Re: Troubles with downloading keys during pacstrap and key's expiration

Hello and welcome to the forums: You do not need to add / upgrade any key especially not from individual members from the team. If you look into the repositories: The package hyperbola-keyring is essential for all packages.

https://www.hyperbola.info/packages/cor … a-keyring/

And all packages are signed using exactly our build-server only.

Human being in favor with clear principles and so also for freedom in soft- and hardware!

Certainly anyone who has the power to make you believe absurdities has the power to make you commit injustices: For a life of every being full with peace and kindness, including diversity and freedom. Capitalism is destroying our minds, the planet itself and the universe in the end!
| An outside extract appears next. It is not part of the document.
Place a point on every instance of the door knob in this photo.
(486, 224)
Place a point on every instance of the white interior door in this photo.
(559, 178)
3 Reply by Patrick (edited by Patrick 2026-05-28 14:25:29)

  • Patrick
  • Beginner
  • Offline
  • Registered: 2026-05-28
  • Posts: 3

Re: Troubles with downloading keys during pacstrap and key's expiration

Hi,
I'm trying to install Hyperbola and I have the exact same problem (by the way, I never used pacman nor pacstrap, I've been in debian and debian derivatives since 2004).
So, I looked online after the man of pacstrap (as it's not available in the install .iso) and it did not helped: I tried the -G option (just in case it would work), the result was the same and the -K option that I found on the man online does not exist:

# packstrap -K /mnt base

outputs:

==> ERROR: pacstrap: invalid option -- 'K'

If I understand your message correctly, there should be no problem then, but we both have the same errors in the same place when trying to install Hyperbola, so, what can we do from there to solve this problem to finish the installation?
Edit: I specify that I didn't install exactly like in the installation guide as I want to have a normal /boot primary volume and an encrypted primary volume with a few logical volume (/, /home, /var and the swap), but I set the date correctly and I don't see no reason why this would have any influence on this problem.
Yet Another Edit: I suppressed part of the message as I was wrong, the keyring content is where it should be:

# gpg --show-keys /etc/pacman.d/gnupg/pubring.gpg

outputs:

pub   rsa2048 2010-01-01 [SC]
      7AEB39B6A8FA2D1BC4806049BEC320D3CC1FF7D
uid                      Pacman Keyring Master Key <pacman@localhost>

4 Reply by Patrick

  • Patrick
  • Beginner
  • Offline
  • Registered: 2026-05-28
  • Posts: 3

Re: Troubles with downloading keys during pacstrap and key's expiration

Patrick wrote:

I set the date correctly

It looks like the problem was there, I set the date when indicated in the installation guide and that is quite late in the installing process, as a result, the files creation date came from my old computer unused for months whose clock had been reset to default, so I suppose that the creation date of the file of the key and the date creation of the key itself conflicted.
So, I'm done with that problem, I just restarted my computer went to the BIOS to be sure that the date was still accurate start the installation again and the problem was gone.